Rouhollah (Kouroush) Gheisari

Muon cycling dynamics for muon catalyzed fusion in heterogeneous solid layers are considered through decay of complex molecule [(dtmu)*Jnu-dee]vk. The suggested fusion system consists of three layers which are alternatively repeated. The first layer is D/T (deuterium, tritium) which provides [(dtmu)*Jnu-dee]vk molecules. The second layer is T2 molecules which are used to slow down the muonic atoms and the third layer is D2 molecules. The design is in a way in which dtmu, muonic deuterium and tritium molecules, are produced in resonance.

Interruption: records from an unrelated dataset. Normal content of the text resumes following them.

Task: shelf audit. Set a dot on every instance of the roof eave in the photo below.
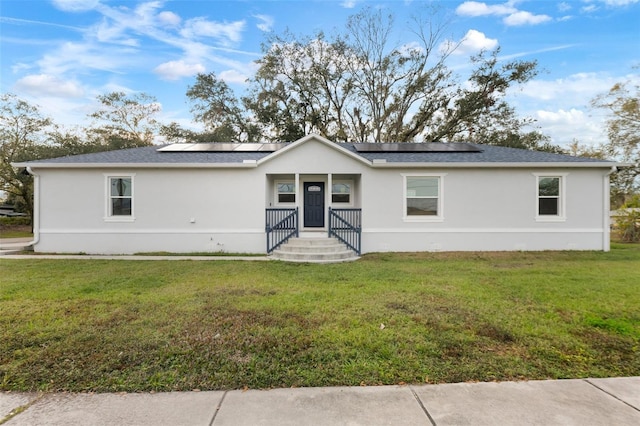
(510, 165)
(35, 165)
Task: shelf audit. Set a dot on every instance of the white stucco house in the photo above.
(248, 198)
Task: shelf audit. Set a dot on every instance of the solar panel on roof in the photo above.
(223, 147)
(416, 147)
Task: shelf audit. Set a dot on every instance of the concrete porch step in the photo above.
(314, 250)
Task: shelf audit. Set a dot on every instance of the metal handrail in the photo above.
(346, 226)
(281, 224)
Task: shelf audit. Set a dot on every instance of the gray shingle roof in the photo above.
(485, 154)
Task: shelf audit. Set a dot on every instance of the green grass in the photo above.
(80, 325)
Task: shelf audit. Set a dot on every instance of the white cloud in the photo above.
(475, 41)
(619, 2)
(223, 32)
(512, 16)
(175, 70)
(233, 76)
(48, 85)
(266, 22)
(169, 18)
(474, 8)
(565, 126)
(472, 42)
(564, 7)
(525, 18)
(75, 5)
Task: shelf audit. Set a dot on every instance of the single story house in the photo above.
(390, 197)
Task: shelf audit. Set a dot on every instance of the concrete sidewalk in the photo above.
(613, 401)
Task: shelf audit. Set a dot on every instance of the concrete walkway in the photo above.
(577, 402)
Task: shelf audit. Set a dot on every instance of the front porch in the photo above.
(344, 229)
(326, 205)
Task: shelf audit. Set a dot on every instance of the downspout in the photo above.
(36, 207)
(606, 242)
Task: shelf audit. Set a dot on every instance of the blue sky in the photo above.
(61, 54)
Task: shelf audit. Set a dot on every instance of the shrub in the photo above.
(15, 221)
(628, 222)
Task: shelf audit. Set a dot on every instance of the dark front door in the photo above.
(314, 204)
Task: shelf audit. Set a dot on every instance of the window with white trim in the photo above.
(120, 197)
(285, 192)
(423, 197)
(550, 197)
(341, 192)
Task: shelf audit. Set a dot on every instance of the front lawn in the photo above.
(81, 325)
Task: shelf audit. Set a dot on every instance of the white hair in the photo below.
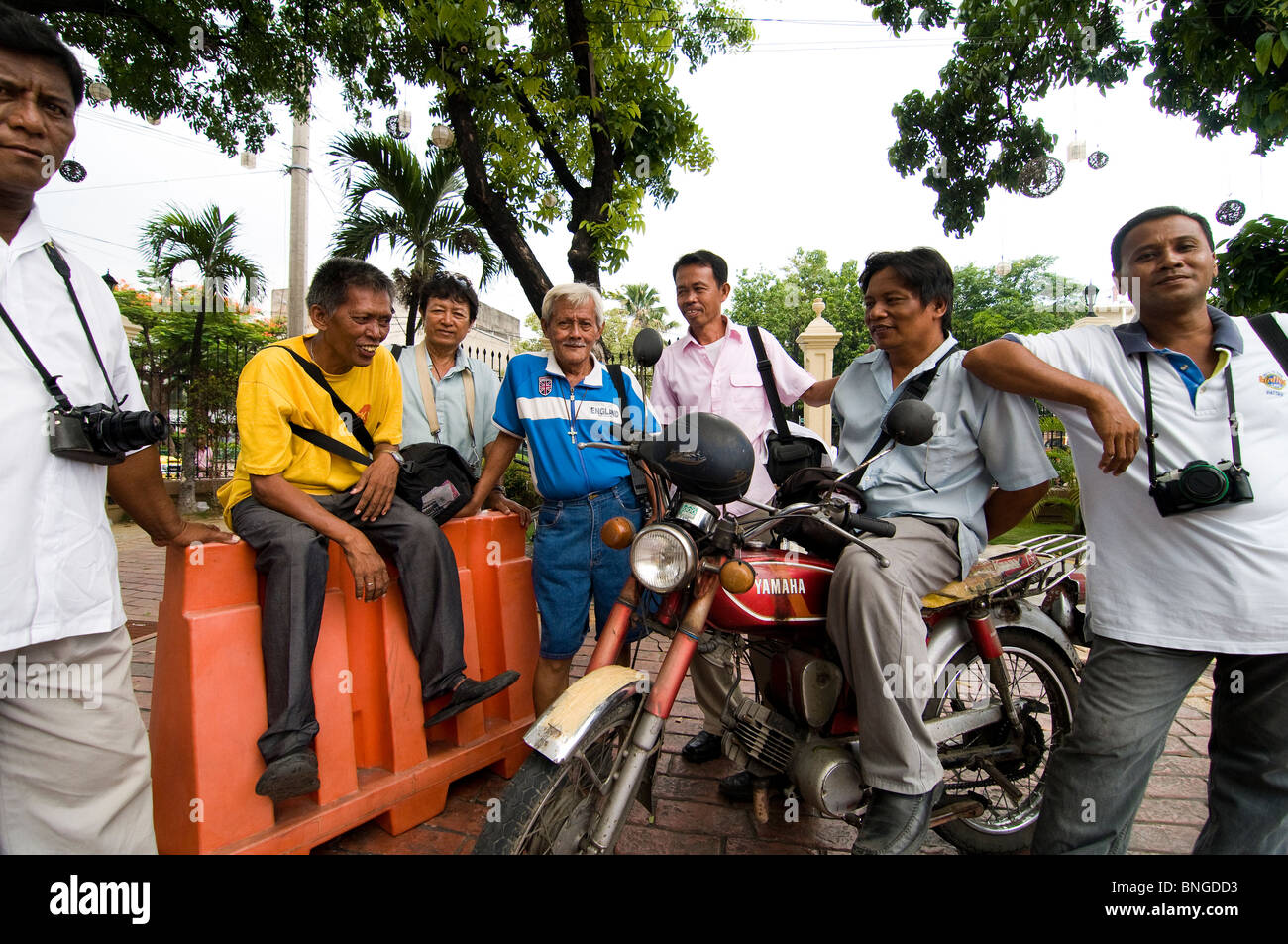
(576, 295)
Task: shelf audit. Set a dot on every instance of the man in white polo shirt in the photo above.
(1170, 591)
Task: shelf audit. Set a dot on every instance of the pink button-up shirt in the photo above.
(690, 378)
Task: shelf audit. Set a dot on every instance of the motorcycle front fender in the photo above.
(562, 726)
(952, 634)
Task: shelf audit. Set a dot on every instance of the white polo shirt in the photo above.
(58, 566)
(1211, 579)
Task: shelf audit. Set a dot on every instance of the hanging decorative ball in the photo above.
(394, 128)
(73, 171)
(1231, 211)
(442, 136)
(1041, 176)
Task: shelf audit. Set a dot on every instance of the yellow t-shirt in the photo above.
(273, 390)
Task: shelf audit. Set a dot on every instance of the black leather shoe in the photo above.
(896, 823)
(741, 786)
(294, 775)
(700, 749)
(471, 693)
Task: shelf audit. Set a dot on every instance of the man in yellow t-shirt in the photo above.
(288, 497)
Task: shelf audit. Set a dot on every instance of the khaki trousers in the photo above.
(75, 773)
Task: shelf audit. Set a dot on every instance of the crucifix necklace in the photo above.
(575, 408)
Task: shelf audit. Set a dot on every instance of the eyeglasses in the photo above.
(452, 277)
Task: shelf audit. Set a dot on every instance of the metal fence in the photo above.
(202, 406)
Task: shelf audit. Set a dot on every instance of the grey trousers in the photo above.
(713, 678)
(294, 561)
(1126, 703)
(75, 775)
(874, 617)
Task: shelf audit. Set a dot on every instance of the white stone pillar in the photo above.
(818, 343)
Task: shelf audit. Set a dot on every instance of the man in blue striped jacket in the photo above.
(557, 400)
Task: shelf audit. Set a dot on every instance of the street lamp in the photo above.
(1089, 296)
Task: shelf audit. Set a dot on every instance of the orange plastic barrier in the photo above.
(375, 758)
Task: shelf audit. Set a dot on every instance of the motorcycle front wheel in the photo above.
(548, 807)
(1038, 673)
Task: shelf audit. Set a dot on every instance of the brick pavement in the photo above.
(691, 815)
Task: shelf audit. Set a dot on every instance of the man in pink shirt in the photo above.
(712, 368)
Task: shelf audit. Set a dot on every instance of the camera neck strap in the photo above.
(51, 382)
(1233, 416)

It is shown, by considering muonic dynamics theoretically in a suggested heterogeneous system and determining its cycling rate by using a more advanced calculational method, that for equal deuterium, tritium concentration (Cd = Ct = 0.5) in D/T layer and \phi' = \phi0 = \phi= 1 (relative density for each layer respectively and given in liquid hydrogen density LHD = 4.25*10^22 cm^-3), the muon cycling rate is optimum for the suggested heterogeneous system and has 15% enhancement with respect to the conventional D/T system. It is also shown that for \phi0 < 0.0003 the muon cycling rate in D2 is almost stopped, and for \phi0 >1 muon cycling rate increases, but this is not recommended due to low and costly tritium availability.